= Windham Classics =

American video game publisher

Windham Classics Corporation was an American video game publisher and subsidiary of Spinnaker Software. The corporation was founded in 1984 and went defunct circa 1985/86 or later. The headquarters were in Cambridge, Massachusetts, USA.

== Adventure games ==
Windham Classics published five adventure games. The games belonged to the genres of interactive fiction with graphics and point-and-click adventure game. They were based upon books for children. The game development was a part of Spinnakers marketing strategy in the adventure game market in the 1980s: Target groups of Windham Classic adventures were children players and target groups of Telarium, another Spinnaker subsidiary corporation, were grown-up players.

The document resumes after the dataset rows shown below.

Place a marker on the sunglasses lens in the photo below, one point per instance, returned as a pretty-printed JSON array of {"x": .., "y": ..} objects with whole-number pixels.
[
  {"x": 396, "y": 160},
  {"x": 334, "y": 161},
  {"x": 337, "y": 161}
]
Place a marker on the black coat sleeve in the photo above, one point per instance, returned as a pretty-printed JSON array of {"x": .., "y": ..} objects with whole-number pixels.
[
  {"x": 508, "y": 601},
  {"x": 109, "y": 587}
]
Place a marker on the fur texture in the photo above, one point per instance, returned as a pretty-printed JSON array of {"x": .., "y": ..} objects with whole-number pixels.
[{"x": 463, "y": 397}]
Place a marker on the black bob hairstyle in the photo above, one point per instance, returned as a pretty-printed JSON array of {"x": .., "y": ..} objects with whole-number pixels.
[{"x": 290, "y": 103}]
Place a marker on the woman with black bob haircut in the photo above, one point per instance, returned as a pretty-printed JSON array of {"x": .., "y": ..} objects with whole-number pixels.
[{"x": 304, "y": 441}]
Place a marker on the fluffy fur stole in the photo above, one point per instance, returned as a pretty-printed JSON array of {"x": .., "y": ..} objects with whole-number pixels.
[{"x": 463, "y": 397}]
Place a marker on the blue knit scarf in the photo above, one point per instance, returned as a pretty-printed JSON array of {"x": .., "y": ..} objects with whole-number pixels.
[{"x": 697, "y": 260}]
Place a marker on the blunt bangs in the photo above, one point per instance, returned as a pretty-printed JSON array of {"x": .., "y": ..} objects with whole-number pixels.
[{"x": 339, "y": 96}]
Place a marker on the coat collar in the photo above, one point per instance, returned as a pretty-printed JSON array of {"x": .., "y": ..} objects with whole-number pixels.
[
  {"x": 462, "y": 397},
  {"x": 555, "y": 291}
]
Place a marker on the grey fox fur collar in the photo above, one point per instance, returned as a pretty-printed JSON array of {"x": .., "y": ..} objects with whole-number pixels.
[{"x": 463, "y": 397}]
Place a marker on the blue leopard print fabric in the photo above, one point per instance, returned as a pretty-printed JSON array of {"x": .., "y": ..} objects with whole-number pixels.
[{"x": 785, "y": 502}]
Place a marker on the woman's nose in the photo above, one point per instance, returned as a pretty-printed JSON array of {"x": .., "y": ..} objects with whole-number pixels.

- Below the Root, 1984 (developed in corporation with Zilpha Keatley Snyder, based upon her novel Below the Root)
- Swiss Family Robinson, 1984 (based upon the novel The Swiss Family Robinson by Johann David Wyss)
- The Wizard of Oz, 1985 (based upon the novels The Wonderful Wizard of Oz and The Marvelous Land of Oz by L. Frank Baum)
- Alice in Wonderland, 1985 (based upon the novels Alice's Adventures in Wonderland and Through the Looking-Glass by Lewis Carroll)
- Treasure Island, 1985 (based upon the novel Treasure Island by Robert Louis Stevenson).

The adventure game Robin Hood was announced, but not published.

== Reception ==
The Windham Classics adventures were praised for their text quality and their detailed graphics. The special feature of Windham Classics adventures was the appropriate gameplay for children. The gameplay was easier than the gameplay in other adventures. The combination of text, graphics, a nonviolent storyline and appropriate interactive opportunities assisted the children's involvement and participation in the plot.